2.  La Fiscalía admite que aclarará lo que en derecho  corresponda, porque la medida cautelar recayó sobre todo el  predio mientras que la investigación cursa en contra solo de  la aludida sociedad y no de la accionante, lo cual también es  aceptado por la SAE.  

3.  Estima que los perjuicios morales y económicos son  irremediables, toda vez que cualquier medida cautelar que recaiga  sobre el patrimonio debe estar acorde con un debido proceso respecto  del titular de dominio, pero en su caso, ninguna actuación se  adelanta en contra suya y por ello no puede defenderse y tampoco  posee recursos para pagar un abogado para ello.  

4.  Precisa que el certificado de libertad y tradición es prueba  de que la sociedad investigada es propietaria del 50% en cuota parte  y que ella junto con sus hermanos, lo son del otro 50% en común  y proindiviso; además que no está siendo investigada  por la Fiscalía y menos por la SAE, razón por la cual  solicita la revocatoria del fallo de tutela y, en su lugar, se ordene  a las autoridades accionadas cancelen “la  medida cautelar de disposición del dominio y tenencia sobre el  otro 50% de la copropiedad que no es de propiedad de la sociedad  investigada como lo quiso hacer ver la Fiscalía…”  

                      

CONSIDERACIONES  

1.  De conformidad con lo establecido en el artículo 32 del  Decreto 2591 de 1991, es competente esta Sala para pronunciarse sobre  la impugnación presentada contra el fallo proferido por la  Sala de Extinción de Dominio del Tribunal  Superior de Bogotá.  

2. Es en esencia  la acción de tutela un mecanismo residual y subsidiario que  sólo procede ante la vulneración o amenaza de derechos  fundamentales por la acción u omisión de cualquier  autoridad pública o de un particular en los casos expresamente  señalados en la ley.  

3.  En reiteradas oportunidades esta Corporación ha sostenido que  la procedencia del amparo constitucional contra decisiones judiciales  está atada a que previamente se agoten todos los mecanismos  ordinarios de defensa judicial, pues, salvo el caso del perjuicio  irremediable debidamente comprobado, el juez de tutela no puede  desconocer la existencia del juez ordinario e invadir su competencia.  

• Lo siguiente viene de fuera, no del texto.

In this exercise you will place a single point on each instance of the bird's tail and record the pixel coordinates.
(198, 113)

3.  En el caso bajo estudio, la queja tiene que ver con la medida  cautelar impuesta por la Fiscalía 43 Especializada en  Resolución del 2 de noviembre de 2018 dentro del proceso de  extinción de dominio que se adelanta respecto del bien  inmueble con matrícula inmobiliaria 368-2921 de propiedad de  la sociedad Inversiones AMG Ltda., hoy Adquisiciones y Ventas  Fincarros S.A., cuando el 50% del mismo pertenece a la aquí  accionante y sus hermanos en común y proindiviso, el cual fue  dejado a disposición de la Sociedad de Activos Especiales.  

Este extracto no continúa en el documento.